In this study, NiTi and NiTi-XSiC (1 wt%, 2 wt%, and 4 wt%) powders were coated on the Ti6Al4V surface by the self-propagating high-temperature synthesis (SHS) method using induction heating. Optic microscope and a scanning electron microscope (SEM) for the microstructural properties of coatings, energy dispersive spectrometry (EDS) for element distribution analysis, and X-ray diffractogram (XRD) for phase component analysis were carried out. The microhardness difference between the coating and the substrate was assessed by using the Vickers hardness scale. The microhardness increased with the addition of SiC, and the highest hardness value was 1416 Hv and detected in the sample NiTi–SiC 4 wt%. Phases formed by diffusion during solidification in the compounds Ti, Al, NiTi, NiTi2, NiAl, Ni3Al, Al3Ti, and TiO2, respectively.

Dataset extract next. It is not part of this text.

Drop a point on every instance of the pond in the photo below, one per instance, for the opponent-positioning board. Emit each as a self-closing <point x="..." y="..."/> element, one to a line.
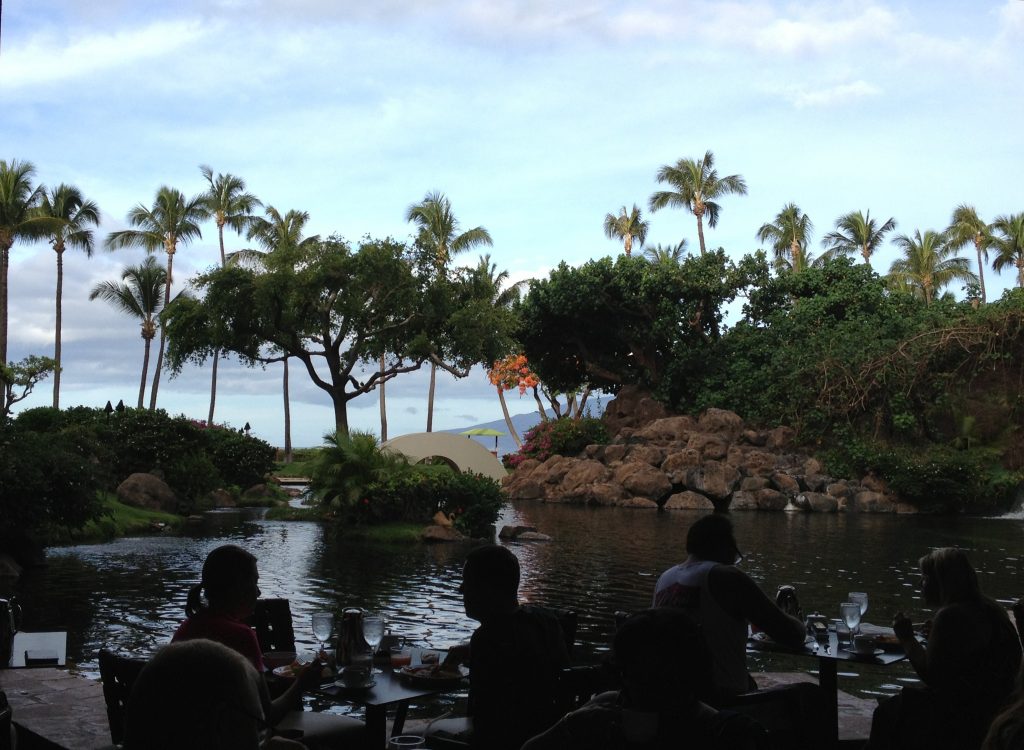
<point x="129" y="594"/>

Keywords: hardness; induction heating; NiTi; NiTi-XSiC; Ti6Al4V
Corresponding author: Anil Imak, Bingol University, Bingol, Turkey, E-mail:

About the author

Anil Imak

Anil Imak, born in 1988, completed his primary, secondary and high school education in Elazığ. 2007 won Fırat University, Faculty of Engineering, Mechanical Engineering Department and graduated in 2011. He is currently working as a research assistant at Bingöl University, Faculty of Engineering and Mechanical Engineering Department.

  1. Author contributions: The author has accepted responsibility for the entire content of this submitted manuscript and approved submission.

  2. Research funding: None declared.

  3. Conflict of interest statement: The author declares no conflicts of interest regarding this article.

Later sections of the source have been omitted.